About this time of year, I always start to wonder if my house will be comfortable enough to get my family through the heart of summer. We still haven’t made the leap to an active cooling system and we’ve been fine without one. In part that’s because we’re cheap. But it’s also due to our embrace of the whole house approach to energy efficiency. This means that we treat our house as a system of interrelated parts and that we tackle efficiency strategically. Here are some simple tips related to the whole house approach, including low- and no-cost measures you can take today to keep your home cool:

First, avoid the need for cooling in the first place:

  • Air seal and insulate your house to recommended levels. (Consider a home energy audit to help you make these decisions.)
  • Plant deciduous trees that leaf out during the summer on the south, west, and east sides of your house.
  • Open windows at night and in early mornings to bring in cool air and close them during the day.
  • Block the sun with window treatments – cellular/honeycomb shades are particularly effective. (Leave enough light for houseplants.)

Then, if you’re still uncomfortable and want an active cooling system:

  • Might portable room fans or strategically located ceiling fans be sufficient?
  • Whole house fans are the ‘whole home’ cooling option that is least expensive to operate.
  • Evaporative (swamp) coolers are generally more efficient than air conditioners but use more water and require more maintenance.
  • If you are also considering a new electric heating system, heat pumps can both heat and cool one or more rooms.

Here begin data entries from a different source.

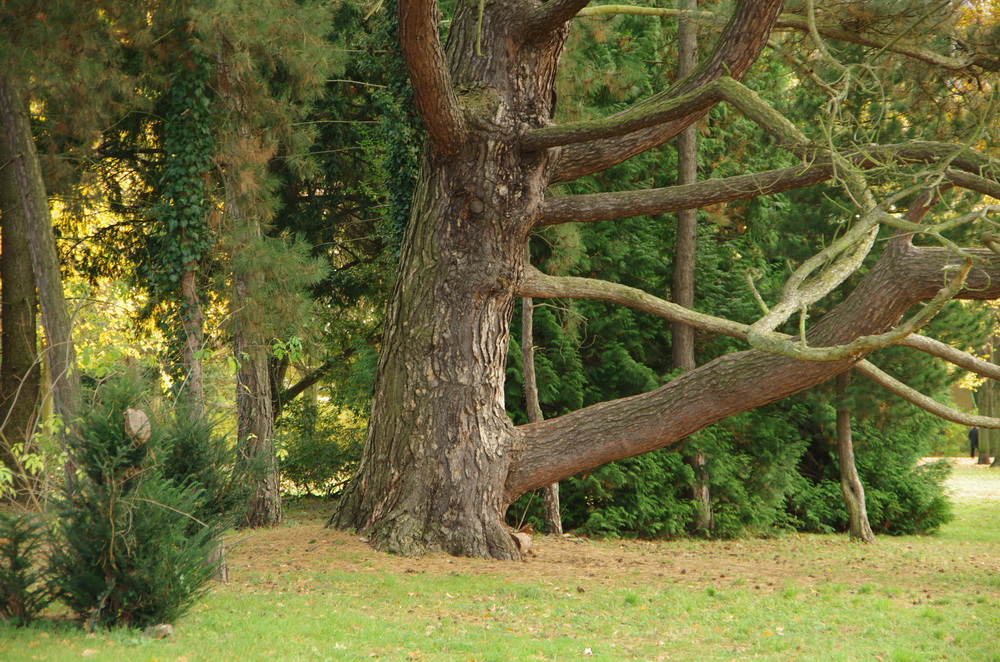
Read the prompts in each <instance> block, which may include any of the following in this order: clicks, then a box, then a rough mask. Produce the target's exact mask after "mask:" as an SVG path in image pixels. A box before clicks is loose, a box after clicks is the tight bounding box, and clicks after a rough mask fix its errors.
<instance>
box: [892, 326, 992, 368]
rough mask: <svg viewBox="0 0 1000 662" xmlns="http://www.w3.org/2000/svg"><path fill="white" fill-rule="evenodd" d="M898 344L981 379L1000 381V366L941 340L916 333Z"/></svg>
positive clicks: (902, 340) (913, 334)
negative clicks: (996, 364)
mask: <svg viewBox="0 0 1000 662" xmlns="http://www.w3.org/2000/svg"><path fill="white" fill-rule="evenodd" d="M896 344H897V345H899V346H900V347H910V348H911V349H916V350H920V351H921V352H925V353H927V354H930V355H931V356H936V357H938V358H940V359H944V360H945V361H947V362H949V363H953V364H955V365H957V366H958V367H960V368H965V369H966V370H968V371H969V372H974V373H975V374H977V375H979V376H981V377H989V378H990V379H1000V365H996V364H994V363H990V362H989V361H984V360H982V359H980V358H976V357H975V356H973V355H972V354H969V353H968V352H963V351H962V350H960V349H955V348H954V347H952V346H951V345H948V344H946V343H943V342H941V341H940V340H935V339H934V338H928V337H927V336H922V335H920V334H918V333H914V334H911V335H909V336H907V337H905V338H903V339H902V340H901V341H899V342H898V343H896Z"/></svg>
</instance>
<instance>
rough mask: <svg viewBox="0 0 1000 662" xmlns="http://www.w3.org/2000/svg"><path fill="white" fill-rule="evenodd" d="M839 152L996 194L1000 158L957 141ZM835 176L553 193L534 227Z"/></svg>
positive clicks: (793, 166) (828, 164) (822, 161)
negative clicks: (913, 166)
mask: <svg viewBox="0 0 1000 662" xmlns="http://www.w3.org/2000/svg"><path fill="white" fill-rule="evenodd" d="M842 156H843V157H844V158H848V159H849V160H850V161H851V162H852V163H854V164H855V165H857V166H859V167H863V168H875V167H883V166H886V165H889V164H899V165H906V164H915V163H941V164H943V165H949V166H950V167H947V168H945V169H944V175H945V177H946V178H947V179H949V180H951V181H952V182H953V183H954V184H956V185H957V186H961V187H963V188H967V189H969V190H972V191H975V192H977V193H983V194H984V195H990V196H992V197H997V196H998V194H1000V181H998V180H1000V162H998V161H997V160H996V159H992V158H990V157H988V156H985V155H983V154H981V153H979V152H976V151H975V150H971V149H967V148H964V147H962V146H960V145H954V144H951V143H943V142H928V141H914V142H910V143H899V144H894V145H881V146H874V145H873V146H870V147H865V148H863V149H854V150H852V151H850V152H844V153H843V155H842ZM833 175H834V167H833V165H832V161H831V160H830V159H829V158H825V157H821V158H818V159H816V160H815V161H812V162H808V163H803V164H801V165H795V166H790V167H788V168H779V169H777V170H768V171H766V172H760V173H752V174H747V175H735V176H733V177H725V178H721V179H706V180H704V181H701V182H698V183H696V184H687V185H684V186H669V187H665V188H658V189H644V190H639V191H619V192H615V193H588V194H583V195H566V196H554V197H550V198H547V199H546V200H545V203H544V204H543V205H542V209H541V211H540V212H539V214H538V216H537V219H536V221H535V225H536V226H542V225H558V224H560V223H593V222H596V221H609V220H617V219H622V218H629V217H632V216H646V215H650V214H666V213H670V212H675V211H680V210H682V209H696V208H699V207H705V206H707V205H712V204H719V203H723V202H733V201H735V200H746V199H749V198H755V197H758V196H762V195H772V194H775V193H783V192H785V191H791V190H795V189H799V188H804V187H806V186H812V185H814V184H818V183H820V182H823V181H826V180H828V179H830V178H832V177H833Z"/></svg>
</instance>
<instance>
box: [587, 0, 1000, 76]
mask: <svg viewBox="0 0 1000 662" xmlns="http://www.w3.org/2000/svg"><path fill="white" fill-rule="evenodd" d="M612 14H631V15H635V16H677V17H682V16H683V17H688V18H691V19H692V20H696V21H698V22H699V23H702V24H705V25H721V23H722V20H721V19H720V17H719V16H718V15H716V14H714V13H712V12H705V11H700V12H685V11H683V10H680V9H670V8H661V7H633V6H630V5H601V6H599V7H588V8H586V9H583V10H581V11H580V12H579V13H578V14H577V15H576V17H577V18H586V17H592V16H608V15H612ZM774 30H775V31H792V30H794V31H796V32H808V31H809V23H808V21H807V20H806V18H805V17H804V16H798V15H795V14H790V13H784V14H781V15H780V16H778V19H777V20H776V21H775V22H774ZM816 31H817V32H818V33H819V34H820V35H822V36H824V37H827V38H829V39H836V40H837V41H843V42H847V43H851V44H858V45H860V46H868V47H870V48H877V49H879V50H880V51H888V52H891V53H898V54H900V55H904V56H906V57H909V58H912V59H914V60H919V61H920V62H926V63H927V64H931V65H933V66H936V67H940V68H942V69H947V70H949V71H964V70H967V69H970V68H973V67H978V68H980V69H982V70H983V71H998V70H1000V58H998V57H997V56H996V55H993V54H990V53H981V52H973V53H968V54H966V55H962V56H958V57H955V56H950V55H944V54H942V53H938V52H937V51H933V50H931V49H929V48H924V47H922V46H919V45H916V44H912V43H909V42H907V41H904V40H899V39H891V38H890V39H887V38H886V37H885V36H884V35H877V34H871V35H869V34H863V33H861V32H857V31H852V30H846V29H844V28H843V27H840V26H836V25H824V24H823V23H816Z"/></svg>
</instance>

No ductwork is required.
  • Use room air conditioning only where needed.
  • Regularly change air conditioning filters and clean the condenser.
  • Purchase Energy Star and Most Efficient products when shopping.
  • Set your thermostat as high as is comfortable.
  • Be especially cautious with cooling if your electric utility charges special summer rates based on usage.
  • Check out our Cooling System Calculator to compare costs of different active cooling systems.